The biz club held its final luncheon of the year at the Garden Hotel with a full house of attendees. Geoffrey Pointon thanked everyone for all their support and introduced Matthew Hare – CEO of Rutland Telecom to the room. Matthew briefly detailed his interest in politics and particularly felt that the number of MPs would benefit from radical reduction.
On what turned out to be a ground breaking day in regard to Europe naturally the conversation turned to the events of the past 24 hours and in particular David Cameron’s decision to veto at the European summit.
Frank Simms reminded everyone that ‘there are 27 states in Europe but only 17 in the Euro. But he agreed that we need to make sure that the changes in the Treaty are good for the UK .’ He felt it was a golden opportunity to put the UK back at the top of the pile. He added ‘too many people in the UK are employed by European businesses. To bring back individual currencies would be too difficult so he anticipated that the Euro would continue.’
Michael Clayton felt that ‘anyone who was rejoicing over the recent events and thought that the collapse of the Euro would be a good thing was ill advised.’ He said ‘we need to fight for the best deal we can get. We have allowed Europe to fragment the Conservative party enough. The coalition is in power as they failed to win the last election and if we are not careful concerns over Europe will let Labour back in.’
Derick Horsfall was ‘in favour of the European Union as such but politicians have abdicated too much power to Brussels Parliament who can’t even balance their books.’
Peter Tasker didn’t think the ‘Euro would collapse as it was not in the interests of the Euro zone countries. He felt the UK should be part of Europe but not controlled by Europe.’ He felt ‘the Mercozy duo had the political and financial will to ensure the Euro will survive.’
Phillip King ‘Mercozy want further economic integration which means local government will get a lot of additional red tape and bureaucracy. This may mean the electorate find increased household bills. We have shared points in our history but our traditions are very different, EU suits continental Europe but not the UK. The fate of the Euro lies in the markets as they will ultimately decide.’
Chris Emmett agreed that ‘culturally and economically the EU was never going to work.’ She personally voted ‘No’ in the last referendum. She felt that ‘the markets moved faster than the EU bureaucracy can keep up but that the German and French need to get together and decide the direction – possibly smaller than now and countries like Greece will exit.’ She agreed that there is lots tied up between the UK and Europe and we need to have contingency plans to explore other markets. David Cameron had done the right thing to protect the City and Country.’

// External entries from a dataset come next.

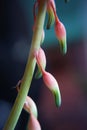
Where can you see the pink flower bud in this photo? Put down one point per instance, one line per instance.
(30, 106)
(52, 84)
(40, 58)
(61, 35)
(33, 123)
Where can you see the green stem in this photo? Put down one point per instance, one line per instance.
(29, 70)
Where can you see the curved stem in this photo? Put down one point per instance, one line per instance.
(29, 70)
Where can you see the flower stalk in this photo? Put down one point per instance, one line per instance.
(29, 70)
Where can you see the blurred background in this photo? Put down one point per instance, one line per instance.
(70, 70)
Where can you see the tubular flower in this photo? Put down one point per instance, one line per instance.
(29, 104)
(33, 123)
(52, 84)
(41, 61)
(61, 35)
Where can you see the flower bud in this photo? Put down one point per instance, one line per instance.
(33, 123)
(30, 106)
(41, 61)
(52, 84)
(61, 35)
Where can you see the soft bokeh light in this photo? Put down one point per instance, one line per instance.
(16, 22)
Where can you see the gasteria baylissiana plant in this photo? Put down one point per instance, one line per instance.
(37, 56)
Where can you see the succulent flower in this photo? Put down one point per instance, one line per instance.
(41, 61)
(52, 84)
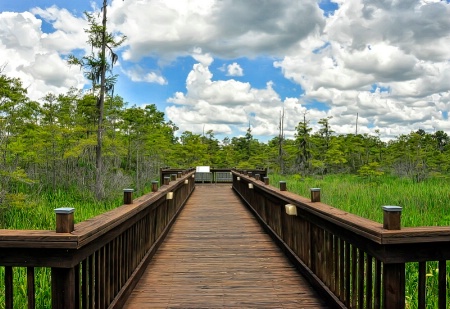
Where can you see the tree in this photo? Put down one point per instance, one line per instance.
(96, 67)
(302, 139)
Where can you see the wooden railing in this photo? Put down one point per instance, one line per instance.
(216, 174)
(100, 261)
(354, 262)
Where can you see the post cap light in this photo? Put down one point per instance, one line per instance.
(291, 210)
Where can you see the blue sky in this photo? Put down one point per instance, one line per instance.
(222, 64)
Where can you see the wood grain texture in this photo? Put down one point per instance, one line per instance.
(217, 256)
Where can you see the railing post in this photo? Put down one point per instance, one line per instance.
(391, 217)
(393, 274)
(64, 220)
(128, 196)
(154, 186)
(63, 288)
(315, 195)
(63, 279)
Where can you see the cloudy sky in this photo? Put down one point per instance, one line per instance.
(222, 64)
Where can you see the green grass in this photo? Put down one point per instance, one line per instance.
(424, 204)
(37, 213)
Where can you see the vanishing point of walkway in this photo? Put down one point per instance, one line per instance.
(217, 256)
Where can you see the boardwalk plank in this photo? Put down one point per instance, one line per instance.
(217, 256)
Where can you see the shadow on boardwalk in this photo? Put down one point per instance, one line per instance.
(217, 256)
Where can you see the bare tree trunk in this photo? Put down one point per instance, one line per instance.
(99, 190)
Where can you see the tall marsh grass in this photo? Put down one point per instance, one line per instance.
(424, 204)
(37, 213)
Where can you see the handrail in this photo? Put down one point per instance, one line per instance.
(168, 172)
(353, 261)
(98, 264)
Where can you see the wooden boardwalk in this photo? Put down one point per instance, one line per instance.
(217, 256)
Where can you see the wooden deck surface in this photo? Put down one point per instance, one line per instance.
(217, 256)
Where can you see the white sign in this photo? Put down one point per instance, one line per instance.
(202, 169)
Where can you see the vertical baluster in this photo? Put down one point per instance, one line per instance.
(369, 284)
(342, 270)
(361, 279)
(377, 290)
(97, 279)
(394, 286)
(91, 281)
(77, 286)
(442, 278)
(84, 284)
(354, 277)
(347, 273)
(31, 295)
(108, 262)
(422, 285)
(8, 287)
(336, 265)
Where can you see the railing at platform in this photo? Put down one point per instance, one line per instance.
(95, 263)
(215, 175)
(354, 262)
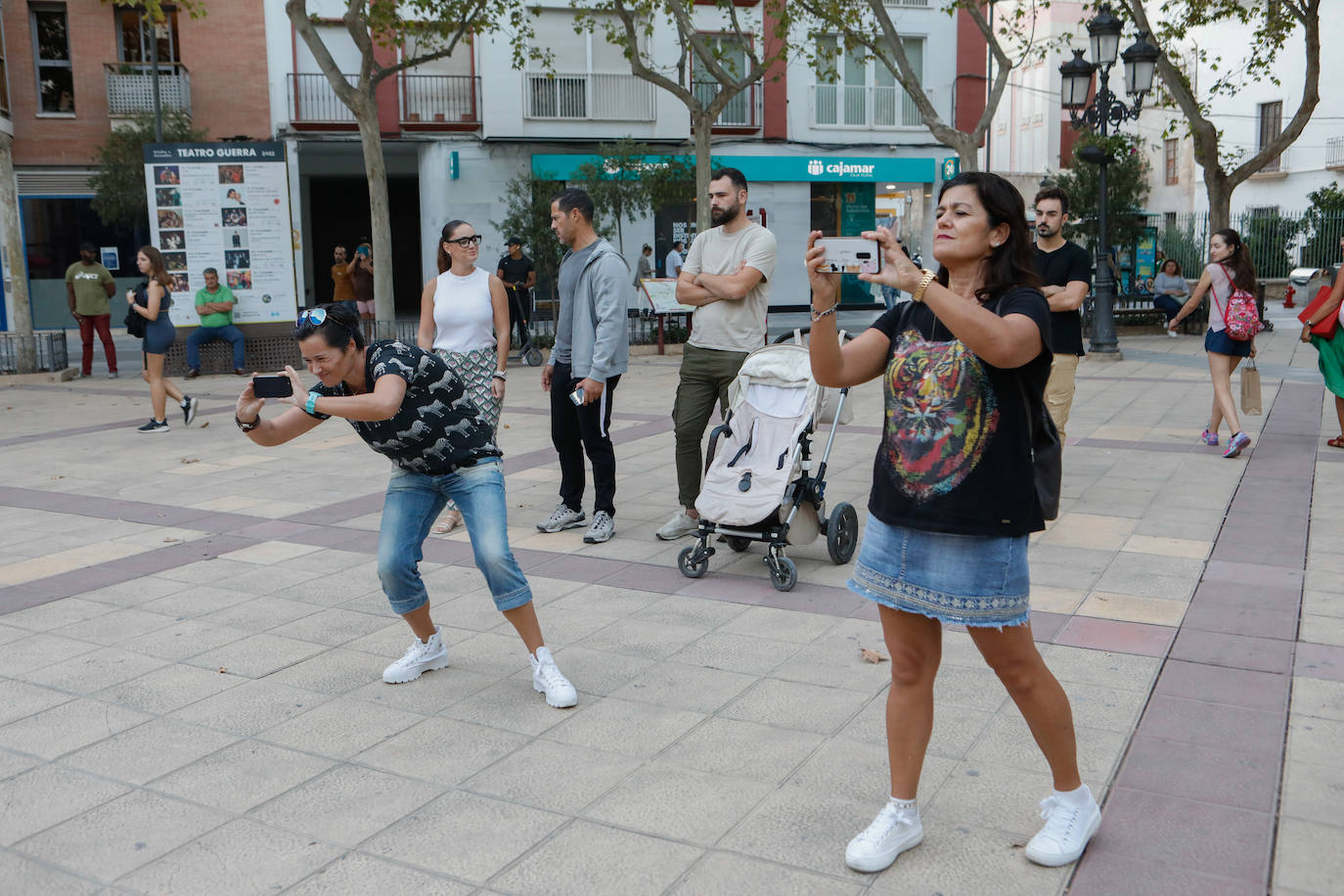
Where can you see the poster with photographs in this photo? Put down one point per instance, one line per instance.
(223, 205)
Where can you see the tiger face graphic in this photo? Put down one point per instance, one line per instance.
(940, 416)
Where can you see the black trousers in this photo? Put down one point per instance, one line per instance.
(584, 428)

Peter Tasker noted that ‘M&S no longer accept invoices in Euro’s.’
Frank Simms ‘the Chinese want to come into the IMF and the US will need to give away a percentage of its holding to let them in.’
Chris Emmett said ‘we should recognise that this is not just a EU problem but a global one. This could lead to increased social unrest we need to help business to create jobs as unemployment is a continued risk to the economy.’
Fuad Hamzeh noted ‘that some countries such as Australia or Sweden had already started to move into more favourable economic times as they had suffered crashes earlier.’
Geoffrey Pointon said ‘that it was an immature world economy that was brought down by the crash. We need to go back and make sure things are properly regulated second time around. Business needs to be encouraged to generate income for the economy especially small businesses below 10 employees. Removing the regulation and tax restrictions on these small companies would help them generate jobs. Unfortunately micro businesses spend too much time and money dealing with red tape.’
Anner Fehenrt agreed saying ‘David Cameron needs to help so small businesses can take more employees on.’
Frank Simms said ‘bond holders are fed up of low interest rates as they are losing money by standing still. No matter what quantitative easing has been done we are not moving interest rates up.’